残念ながら尾関和尚はお留守でしたが、尾関和尚同様、30年前と変わらぬ、分かりやすく愉快な説法でむかえてくれたお坊さんに、わたし自身の当時の出来事、思い出話をすると、「ありがたいですね」とひとこと。そしてわたしの職業に関して聞かれ、雑誌の編集の仕事をしている、と答えると、満面の笑みで「それは、素晴らしいことですね。人々に説法しているような仕事なんですから。きっと尾関和尚もお喜びになると思いますよ」とおっしゃっていただいて。いやいや、まだまだです、そんな説法だなんて。いい説法かどうかもわからないし……と恐縮しきりの私でした。

そして今回、30年前の「一懸命」から、わたしの心に響く、さらに新しい言葉をいただきました。それが「気心腹人己」です。下の写真、非常に美しいグラフィックとともに見ていただければ、その意味もお分かりかと思います。ちなみに、こちらは尾関和尚ご自身が考え、したためた直筆のもの。「気は長く、心はまるく、腹たてず、人は大きく、己小さく」という意味。どうです、コンセプチュアル アートでしょ?

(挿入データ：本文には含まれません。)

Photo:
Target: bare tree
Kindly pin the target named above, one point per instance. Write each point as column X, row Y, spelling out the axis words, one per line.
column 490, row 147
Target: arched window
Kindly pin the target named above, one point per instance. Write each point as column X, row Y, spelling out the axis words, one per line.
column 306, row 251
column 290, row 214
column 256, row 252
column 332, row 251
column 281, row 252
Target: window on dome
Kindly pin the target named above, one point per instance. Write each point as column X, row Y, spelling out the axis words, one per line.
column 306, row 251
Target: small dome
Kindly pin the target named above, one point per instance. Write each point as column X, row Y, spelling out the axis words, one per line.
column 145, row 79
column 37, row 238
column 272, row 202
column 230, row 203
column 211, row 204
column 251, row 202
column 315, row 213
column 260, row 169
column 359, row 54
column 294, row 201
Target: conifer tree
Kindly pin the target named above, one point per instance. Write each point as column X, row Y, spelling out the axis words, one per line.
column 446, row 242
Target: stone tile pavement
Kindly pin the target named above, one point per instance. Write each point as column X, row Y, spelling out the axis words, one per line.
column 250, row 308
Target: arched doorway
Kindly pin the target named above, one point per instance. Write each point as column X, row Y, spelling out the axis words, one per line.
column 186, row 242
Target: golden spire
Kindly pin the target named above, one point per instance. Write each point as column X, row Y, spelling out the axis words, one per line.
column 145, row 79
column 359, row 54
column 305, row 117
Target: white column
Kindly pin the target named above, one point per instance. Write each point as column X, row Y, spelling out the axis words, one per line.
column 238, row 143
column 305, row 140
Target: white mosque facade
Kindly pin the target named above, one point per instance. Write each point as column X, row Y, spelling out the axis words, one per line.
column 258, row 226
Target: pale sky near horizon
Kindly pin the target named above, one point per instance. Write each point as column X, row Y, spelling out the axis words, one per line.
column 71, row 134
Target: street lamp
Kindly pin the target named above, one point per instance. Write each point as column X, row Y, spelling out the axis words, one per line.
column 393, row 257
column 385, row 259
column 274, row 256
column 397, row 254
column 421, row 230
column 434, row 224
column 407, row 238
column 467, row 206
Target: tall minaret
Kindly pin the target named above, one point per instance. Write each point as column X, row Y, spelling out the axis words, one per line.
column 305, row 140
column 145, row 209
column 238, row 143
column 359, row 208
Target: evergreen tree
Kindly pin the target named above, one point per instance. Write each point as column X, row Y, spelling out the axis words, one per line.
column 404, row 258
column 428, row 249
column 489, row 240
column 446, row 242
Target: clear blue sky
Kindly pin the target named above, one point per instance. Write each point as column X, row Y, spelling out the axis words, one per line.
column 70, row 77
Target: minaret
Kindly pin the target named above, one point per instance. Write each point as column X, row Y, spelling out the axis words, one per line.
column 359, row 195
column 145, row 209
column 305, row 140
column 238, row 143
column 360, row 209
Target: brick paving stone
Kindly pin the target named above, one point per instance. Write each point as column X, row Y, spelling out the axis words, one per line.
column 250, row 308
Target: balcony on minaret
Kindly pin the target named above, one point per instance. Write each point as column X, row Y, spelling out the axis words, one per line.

まさにアートの小宇宙であります。尾関宗園というお方は、アイデアに満ち溢れた才能のあるお方、そしていまなお修行のお方、と実感。

出会いの連続、編集という仕事

かくいう未熟な私は、いまもなお修行中、といった感じです。
そして、わたしが生業とする”編集”という仕事は、じつに修行のような仕事、と20年間編集にたずさわってきて、つくづく思う今日この頃であります。

才能ある人に出会い、自身の想いをぶつけ、こころをシンクロさせ、それを雑誌上でカタチづくる編集という仕事は、才能がある人が間近にいるがゆえに、それが鏡となって自分自身の無力さを知ることも多い。そして自分の小ささをイヤというほど思い知らされる。いわば人との出会いによって己がためされる修行の場のようなもの、ではないかと思うのです。

自分の守護霊が修行僧、と言われる前から、わたしは自分をどこか厳しいところに追いやり己をためす、というクセというか性質があったような気がします(大学でもわざわざ体育会に入って学ラン着て通ってたし笑)。これってやっぱり修行好き、なんでしょうかね……。

閑話休題。
突然ですが、わたくし、3月から新たなプロジェクトを本格的スタートさせました。メンズファッション誌の新創刊です。
ゼロからスタートする、まったく新しいスタイルの雑誌を生み出すべく目下格闘中、の毎日ですが、いままで以上にさらにおおくの才能ある人々との出会いや感動があらたに生まれることを思うと、いまから期待に胸が高鳴ります。ほんと、編集者って楽しいな、と。

で、今回の奈良・京都への旅は、わたし自身の原点に還る旅、でもあったわけです。そこで再認識したのは、やっぱりわたしは”いっかいの修行僧”に過ぎない、ってこと。わたしの修業はまだまだつづく……のであります。

雨の日にたずねた龍安寺、その石庭の裏庭にて。真中が「口」になっていて、4つの言葉「吾唯足知」。”われ、ただ足るを知る”。う~ん深い……。